Contre l’oubli et le mensonge, les survivants se mobilisent. Depuis plus d’une décennie, des manifestations publiques et des visites scolaires sont régulièrement organisées rue Tutoia. L’ancien centre de torture est aujourd’hui inoccupé, abandonné au fond du parking d’un commissariat de police (lui toujours actif). En 2014, première victoire : les associations ont obtenu le classement du bâtiment et de ses annexes au titre du patrimoine historique.
« Mais ce n’est pas suffisant, déplore Deborah Neves, historienne engagée en faveur du projet. La priorité, aujourd’hui, c’est d’obtenir le transfert du bâtiment du secrétariat à la sécurité publique de l’Etat de Sao Paulo vers celui de la culture.
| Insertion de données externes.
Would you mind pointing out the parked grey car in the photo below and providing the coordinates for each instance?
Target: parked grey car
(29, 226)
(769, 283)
Cela permettrait de mener des fouilles sur le site, afin de voir si l’on retrouve des objets ou des traces de sang, puis de transformer l’endroit en lieu de recueillement, en musée ou en mémorial. »
Tout cela paraît évident. Mais dans le Brésil de 2021, un tel parcours est semé d’embûches. « Le gouvernement de l’Etat de Sao Paulo traîne des pieds et prétexte des difficultés administratives », déplore Mme Neves. Selon elle, le problème serait en réalité bel et bien politique : « Le DOI-CODI est une preuve concrète de l’implication de l’armée dans la répression et la torture. Evidemment, il y a donc de fortes pressions en haut lieu pour que ce projet ne voit pas le jour… »
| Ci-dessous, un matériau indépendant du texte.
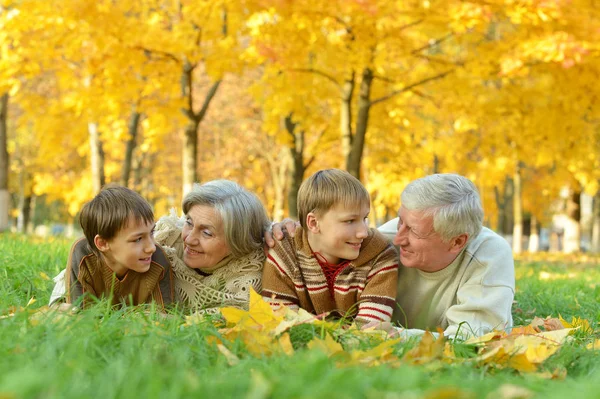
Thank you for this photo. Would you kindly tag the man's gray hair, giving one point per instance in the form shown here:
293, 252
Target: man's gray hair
451, 199
243, 215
« On a créé une amnésie historique »
Des lieux de mémoire, le Brésil en aurait cruellement besoin. Mis à part un Mémorial de la résistance à Sao Paulo, où sont exposées quelques cellules du régime, presque aucun monument ne vient rappeler les crimes commis durant vingt années de dictature. Le géant latino-américain vit encore à l’heure de sa loi d’amnistie. Adoptée en 1979, celle-ci garantit notamment l’absence de poursuites contre les tortionnaires du régime.
« On a créé une amnésie historique, qui a ouvert la voie aux négationnistes et aux nostalgiques de la dictature ! » s’indigne Ivan Seixas. Lui-même avait à peine 16 ans lorsqu’il fut torturé au DOI-CODI de Sao Paulo en compagnie de son père, qui mourut sous les sévices des geôliers. « Les gens vivent dans l’ignorance de ce qu’il s’est passé. Aujourd’hui, il s’agit de rompre le silence et de faire enfin ce travail de mémoire tellement nécessaire », insiste-t-il.
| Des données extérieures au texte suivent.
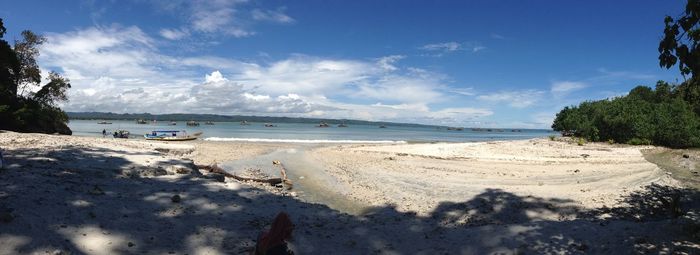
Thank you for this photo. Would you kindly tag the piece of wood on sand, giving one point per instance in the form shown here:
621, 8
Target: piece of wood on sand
214, 168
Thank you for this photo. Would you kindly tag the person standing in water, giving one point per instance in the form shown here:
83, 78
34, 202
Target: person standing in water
274, 241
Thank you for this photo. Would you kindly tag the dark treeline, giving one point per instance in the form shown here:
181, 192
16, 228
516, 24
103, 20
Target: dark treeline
25, 104
224, 118
667, 115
Déterminés à agir, les survivants se sont pourvus en justice. La situation pourrait bientôt évoluer, le parquet local ayant donné jusqu’au 9 décembre à l’Etat de Sao Paulo pour faire une contre-proposition aux associations. « Mais on ne doit pas s’arrêter là. Il faut aussi qu’on exige la fin de l’amnistie, des procès même symboliques, la révision des programmes scolaires. C’est un gros travail qui doit commencer », poursuit Ivan Seixas.
La lutte menée à Sao Paulo pourrait faire des émules. « Bien d’autres endroits pourraient servir de lieu de mémoire au Brésil, insiste Joana D’arc Fernandes Ferraz, l’une des dirigeants de l’ONG Tortura Nunca Mais (« la torture, plus jamais ») à Rio. Ici, le centre local du DOI-CODI où étaient torturés les opposants abrite toujours un bataillon de l’armée, qui y travaille comme si de rien n’était », déplore-t-elle.
« Ce qu’il y a de bien avec Bolsonaro, c’est que les gens se mobilisent et prennent conscience de la valeur de la démocratie », positive Ivan Seixas. Mais dans un pays polarisé, l’opinion publique est-elle prête à rouvrir des plaies encore brûlantes ? « Malheureusement, beaucoup préféreraient passer à autre chose et mettre la poussière sous le tapis », déplore Maurice Politi en redescendant les escaliers, avant de fermer la grille.